Good manufacturing jobs

I promised to pass along some of the interesting articles and reports that I ran across in my new job.  Here’s the first one, Babies, Bathwater, and American Manufacturing: What’s Worth Saving and How, by Dan Luria and Joel Rogers of the Center on Wisconsin Strategy (yes, the acronym is COWS).

It’s a short article (only 5 pages), and worth reading in its whole, but these are some of the points that jumped out at me:

All manufacturing jobs are not equal.  When put like this, this seems like a statement of the obvious.  But much of the writing and rhetoric about manufacturing treats it all the same, whether acting as if all manufacturing jobs are worth fighting for (what Luria and Rogers call "manufacturing centrism", the glorification of making "something you can drop on your foot") or dismissing them all as hopelessly 20th century.

In deciding whether a job is good or bad, you need to control for the amount of education/training required.  A job that pays $14 an hour is great for a high school dropout, and quite respectable for a high school graduate, but pretty depressing for someone with a 4 year degree.  If two jobs pay the same amount, but one requires several years of specialized training first, the other one is a lot more attractive.

My expansion on this idea is that jobs that require firm specific training are worse than jobs that require industry specific training, which in turn are worse than jobs that require general skills.  If you’re going to ask a potential worker to go to school for two years to develop skills that aren’t going to help them get a job anywhere else, you darn well better be guaranteeing them a job for the long haul.

Employers have been politically united beyond their interest — good employers don’t fight to be treated differently from bad employers.  As Luria and Rogers write, "owing to the relative weakness of labor in the U.S., there is an unnatural degree of class cohesion in the American business community, which further encourages supression of differences in interest within it."  I thought this was an interesting point, mostly because it’s so pervasively true that it fades into the wallpaper.  I know the business community isn’t entirely monolithic — the Committee for Economic Development certainly doesn’t argue for the same positions as the US Chamber of Commerce — but it doesn’t differentiate itself along the lines of job quality.  You don’t see employers who provide health insurance lobbying for higher taxes on those who don’t.

2 Responses to “Good manufacturing jobs”

  1. bj Says:

    We occasionally see hints of “good employers” advocating against the bad ones here in Seattle/Washington state.
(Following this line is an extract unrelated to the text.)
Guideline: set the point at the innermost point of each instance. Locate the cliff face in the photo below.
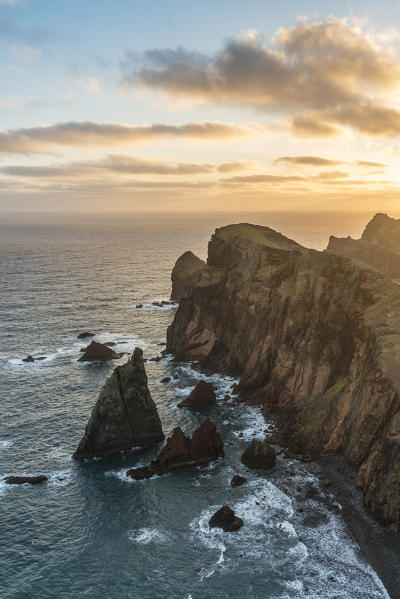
(379, 245)
(124, 415)
(315, 337)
Recently it was on discussion of health insurance initiative (or it might have been the disability insurance pool). An organized consortium of business did advocate for employee friendly policies.
    I think the division between employers who are more generous/less generous to their employees hasn’t become significant because “good” employers don’t want to commit to always being good. They want to be able to change their minds. So, they don’t want to attack companies that don’t pay their share, especially if the result is a burden generally on taxpayers. I think the good/bad employers can be a bit more divided when they pay into a pool (for example, the unemployment insurance pool in WA, where your rate depends on how frequently your employees use the pool).
    bj
    PS: Remember 3:00 PM today.

  2. landismom Says:

    I agree with bj–the good employers seem to want to hold their options open, and therefore don’t seem to want to lobby against the bad ones. The notable exception is the Sustainable Business Network folks, but other than Ben & Jerry’s, I think they are mostly small businesses. Interesting article.
    Other than that, how’s the new job going?